For instance, the deal would give AT&T control over much of Time Warner’s “must-have” content—including HBO shows and the “March Madness” college basketball tournament. This would, in turn, give AT&T the power to threaten to withhold such “must-have” products, and thereby dictate the terms on which rival content distributors can participate in the market. In other words, AT&T will be able to use the new Time Warner programming as a weapon to stifle existing and emerging competitive threats and to steer the general trajectory of the industry.

WHAT WE’RE READING:

  • “‘You’re Stupid If You Don’t Get Scared’: When Amazon Goes From Partner to Rival,” (The Wall Street Journal, Jay Greene and Laura Stevens): How Amazon uses its dominance in web services to take advantage of their customers who depend on it.

  • “The Financial Scandal No One is Talking About,” (The Guardian, Richard Brooks): How the Big Four accounting firms, which control 97 percent of all audits for public American corporations, fail to keep those corporations in check and thereby jeopardize the entire economic system.

  • “Behind the Messy, Expensive Split Between Facebook and WhatsApp’s Founders,” (The Wall Street Journal, Kirsten Grind and Deepa Seetharaman): Why WhatsApp’s co-founders walked away from a combined $1.3 billion when they each left Facebook. One big reason: Sheryl Sandberg and Mark Zuckerberg’s relentless push to profit off of WhatsApp’s customers with advertisements.

VITAL STAT: 43%

The average increase in markups – or the ratio between how much a corporation charges for a product and how much the product cost to make – in advanced economies since the 1980s, according to a working paper from Frederico Díez, Daniel Leigh, and Suchanan Tambunlertchai at the International Monetary Fund.  The researchers found that “the increase in markups in advanced economies is mostly driven by ‘superstar’ firms that managed to increase their market power further, while markups in other firms have essentially been flat.”

WHAT WE’RE WATCHING:

  • Empire Strikes Back: Roughly one month ago, the City of Seattle unanimously passed a $275-per-employee tax on all employees from for-profit corporations that gross more than $20 million. At the time of the vote, city council members said that the tax, whose revenues would have gone to fund housing and programs for homeless people, was a response to how “companies such as Amazon have contributed to homelessness because their highly paid employees have sent rents and home prices soaring.” But on Tuesday, the city repealed that tax after immense pressure led by Seattle business groups including Amazon and Starbucks. We’re watching to see how this affects the ways that other local governments try to govern large corporations in their own communities.

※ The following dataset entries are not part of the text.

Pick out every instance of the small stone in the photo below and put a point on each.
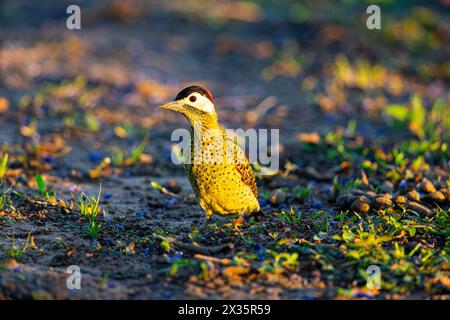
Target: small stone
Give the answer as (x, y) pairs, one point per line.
(400, 200)
(417, 207)
(277, 197)
(413, 195)
(345, 199)
(371, 195)
(360, 206)
(382, 203)
(387, 187)
(427, 186)
(12, 264)
(437, 196)
(172, 186)
(446, 193)
(386, 195)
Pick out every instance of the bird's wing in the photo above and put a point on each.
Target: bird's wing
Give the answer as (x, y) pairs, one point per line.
(241, 163)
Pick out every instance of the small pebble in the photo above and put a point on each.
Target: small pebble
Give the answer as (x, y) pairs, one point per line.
(427, 186)
(387, 187)
(437, 196)
(382, 202)
(360, 206)
(277, 197)
(417, 207)
(413, 195)
(400, 200)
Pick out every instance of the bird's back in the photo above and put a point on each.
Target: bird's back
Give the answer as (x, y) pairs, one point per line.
(220, 174)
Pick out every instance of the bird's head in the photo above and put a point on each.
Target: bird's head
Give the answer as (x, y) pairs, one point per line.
(195, 103)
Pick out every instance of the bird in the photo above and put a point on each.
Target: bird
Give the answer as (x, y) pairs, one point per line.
(218, 169)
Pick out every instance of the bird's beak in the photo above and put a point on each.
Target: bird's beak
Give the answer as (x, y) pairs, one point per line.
(174, 106)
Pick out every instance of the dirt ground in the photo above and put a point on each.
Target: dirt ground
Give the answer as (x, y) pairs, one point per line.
(71, 99)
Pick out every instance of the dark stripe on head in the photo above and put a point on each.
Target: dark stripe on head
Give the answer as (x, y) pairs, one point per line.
(189, 90)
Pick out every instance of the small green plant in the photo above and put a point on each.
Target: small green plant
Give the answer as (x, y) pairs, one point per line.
(3, 201)
(302, 194)
(15, 252)
(3, 166)
(89, 207)
(290, 217)
(194, 235)
(93, 229)
(44, 190)
(177, 265)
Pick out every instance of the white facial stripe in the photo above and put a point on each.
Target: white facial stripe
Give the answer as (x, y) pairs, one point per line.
(202, 102)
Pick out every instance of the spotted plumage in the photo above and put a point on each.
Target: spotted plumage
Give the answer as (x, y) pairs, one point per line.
(217, 168)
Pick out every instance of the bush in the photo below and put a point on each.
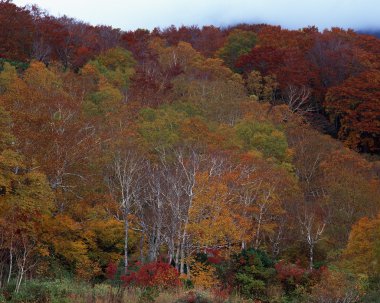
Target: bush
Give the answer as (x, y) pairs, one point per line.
(155, 274)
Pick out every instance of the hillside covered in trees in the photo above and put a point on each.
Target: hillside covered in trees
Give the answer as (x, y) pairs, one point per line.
(209, 164)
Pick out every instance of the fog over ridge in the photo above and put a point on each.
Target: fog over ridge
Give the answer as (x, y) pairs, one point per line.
(292, 14)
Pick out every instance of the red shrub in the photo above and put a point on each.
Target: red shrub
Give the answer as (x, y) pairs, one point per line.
(111, 271)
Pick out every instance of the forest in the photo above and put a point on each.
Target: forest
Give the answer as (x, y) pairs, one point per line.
(187, 165)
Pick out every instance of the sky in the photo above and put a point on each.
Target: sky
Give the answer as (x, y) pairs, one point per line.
(148, 14)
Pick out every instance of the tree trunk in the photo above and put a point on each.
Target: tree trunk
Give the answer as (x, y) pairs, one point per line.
(126, 228)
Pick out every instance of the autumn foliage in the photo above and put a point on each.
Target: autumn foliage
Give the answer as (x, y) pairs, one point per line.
(245, 157)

  • Keeping Up With the Curve: Rep. Keith Ellison (D-MN) called on the Federal Trade Commission to investigate whether, as the European Union top antitrust enforcer Margrethe Vestager found, Google unfairly favored its own search results over those of its competitors. We’re watching this since, as Open Markets Executive Director Barry Lynn told The Washington Post, “The Democratic Party is going to end up within the next two-to-three years doing something about big tech, because the rank and file is going to force them.”

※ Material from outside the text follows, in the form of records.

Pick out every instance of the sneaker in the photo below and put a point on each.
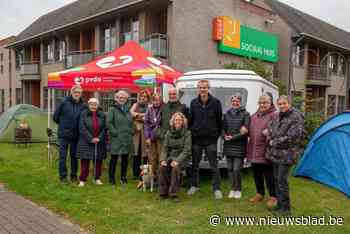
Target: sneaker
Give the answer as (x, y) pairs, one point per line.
(272, 202)
(63, 180)
(237, 194)
(231, 194)
(218, 194)
(98, 182)
(192, 191)
(74, 180)
(257, 198)
(123, 180)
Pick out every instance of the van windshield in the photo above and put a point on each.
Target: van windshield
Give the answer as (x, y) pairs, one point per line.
(223, 94)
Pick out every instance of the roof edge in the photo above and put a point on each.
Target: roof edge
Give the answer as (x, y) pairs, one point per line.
(76, 22)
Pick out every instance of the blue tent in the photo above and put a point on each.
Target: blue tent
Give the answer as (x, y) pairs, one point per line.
(326, 158)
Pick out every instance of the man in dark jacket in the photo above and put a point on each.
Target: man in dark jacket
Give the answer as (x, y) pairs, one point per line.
(205, 124)
(285, 134)
(67, 117)
(235, 125)
(167, 110)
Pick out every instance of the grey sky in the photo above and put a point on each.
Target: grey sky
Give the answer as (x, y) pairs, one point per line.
(16, 15)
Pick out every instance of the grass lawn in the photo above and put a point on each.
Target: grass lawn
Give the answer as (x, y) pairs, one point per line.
(102, 209)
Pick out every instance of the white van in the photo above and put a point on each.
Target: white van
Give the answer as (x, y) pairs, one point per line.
(224, 83)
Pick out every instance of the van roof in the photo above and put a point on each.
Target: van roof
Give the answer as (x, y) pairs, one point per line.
(239, 73)
(221, 71)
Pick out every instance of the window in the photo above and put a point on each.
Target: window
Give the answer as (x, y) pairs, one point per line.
(108, 37)
(2, 100)
(333, 63)
(298, 55)
(48, 52)
(45, 98)
(18, 96)
(341, 66)
(130, 29)
(60, 50)
(331, 105)
(19, 58)
(341, 104)
(59, 96)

  • The Last Straw?: After a June 3 report from The New York Times detailing Facebook sharing user data with approximately 60 device makers, we’re watching to see if the Federal Trade Commission finally finds Facebook guilty of violating its 2011 consent decree. One of that decree’s requirements: “Facebook is…barred from making misrepresentations about the privacy or security of consumers’ personal information.” Federal Trade Commissioner Rohit Chopra, speaking as a general matter, said, “FTC orders are not suggestions. If a company violates them, there can and should be serious consequences.”